From the newsroom to the classroom: New U.S. History teacher discusses unique career changes

September 11, 2019 — by Manasi Garg and Anouk Yeh

U.S. History teacher Michael Betz, who recently started teaching at Saratoga High after two decades at Los Gatos High, never expected that he would interview Jimmy Carter, the President of the United States at the time. He recalled how in his freshman year of college, the professor of his introductory journalism course told the entire class he had interviewed five presidents and that he expected that one of his students would also interview a president. 

“Back then I felt like, wow, that will never happen,” Betz said. “But now I feel a huge sense of accomplishment that I was the one student in his class that had fulfilled his prediction. And as a college student, that’s not something you would ever predict.” 

In high school, Betz was on his newspaper’s staff for all four years and served as its editor-in-chief. However, it wasn’t until he went to college, where he received a bachelor’s degree in journalism and also served as the editor-in-chief of the school’s newspaper, that he discovered his passion for journalism and realized he wanted to pursue it as a career.  

After graduating, Betz worked as a journalist for 10 years. He worked for the Peninsula Times Tribune, which was owned by the Tribune Company in Chicago. Throughout his working years, he interviewed many important cultural and political figures, including Academy Award winner George Burns, former secretary of transportation Norm Mineta and actress Debbie Reynolds. 

One of his favorite interviews was with renowned trombone player Warren Covington, who gave him a pass to one of his concerts after his interview. In the middle of his performance, Covington asked for Betz to stand up from his seat. Covington had all the stage spotlights focus on Betz and announced to the packed-house of the Flint Center that Betz’s interview with him was the single best one he had in his entire life. 

Betz did not just write profiles. He covered multiple stories under a variety of different sections for the paper, working as a sports reporter, reporting on murder trials and writing extensively on local issues in the Bay Area. He remembers attending a meeting regarding the creation of Highway 85 that went until 1:30 a.m., just a few hours before the story had to be printed. 

“You have to be able to write really fast,” Betz said. “It’s a lot of pressure.” 

After his decade as a reporter, Betz decided that it was time for a career change. The extensive mental and physical exertion that came with the job, including late nights spent covering breaking news and tight deadlines, contributed to Betz’s decision to move into another field. 
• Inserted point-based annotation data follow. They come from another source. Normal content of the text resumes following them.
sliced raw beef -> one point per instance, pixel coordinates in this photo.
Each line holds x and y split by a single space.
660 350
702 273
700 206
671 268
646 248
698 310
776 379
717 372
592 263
“I was just tired of being a journalist,” Betz said. “A lot of people think it’s a very glamorous job, and it can be. I had access to so many people I wouldn’t have met if it weren’t for my job. But it was a lot of work.” 

While reporting, Betz had taught two classes part time at West Valley College: news writing and a class on how journalism affects history. Teaching seemed like an “obvious choice” for Betz, whose father and siblings also pursued careers in education. After a few semesters at West Valley, he switched to teaching high school students. 

Before coming to SHS, Betz taught 18 years of American History and five years of English 12 at Los Gatos. He moved to Saratoga High to teach after his leg was amputated as the result of a health condition and he began to use a wheelchair, which made Los Gatos High School’s hilly campus and multiple story buildings inaccessible, whereas Saratoga’s flat campus was much more accommodating. 

He said that despite this setback, he was determined to keep teaching and adapt. 

“The nice thing about going back to teach is you’re a living example of how to overcome adversity,” Betz said. “All of your students can look at you and see you overcame the adversity of losing your leg, that no matter what happens you can overcome it.” 

He also said so far, he has found the staff and students of Saratoga to be very supportive.

Betz said his experience in journalism has helped him teach history with more clarity, exploring connections and similarities between the past and the present. 

“As a journalist, you really need to be logical and rational if you’re going to project something into the future, and it’s the same with history,” Betz said. “History is not all about the past. If you study history, you see patterns that may recur in the future.”

Betz said he has used criminal cases and court proceedings he covered as a reporter as examples in class. He recalls covering a criminal case where ultimately “it came down to whether or not the [accused] had been given their Miranda rights,” and said he integrated his observations of the proceedings in his U.S. history classes when teaching about rights. 

From his many years of teaching, Betz has developed a simple philosophy. He said that he believes it’s the instructor’s duty to make the students care about their classes and future education. 

Betz added that he aims to support students not only educationally but also emotionally. 

“Some teachers say, ‘Hey, I teach a subject, you want to [talk about personal issues], go see a counselor,’ but I was never that way,” Betz said. “People want to talk to people they know, not strangers. It behooves any instructor to make the student fully successful for college.”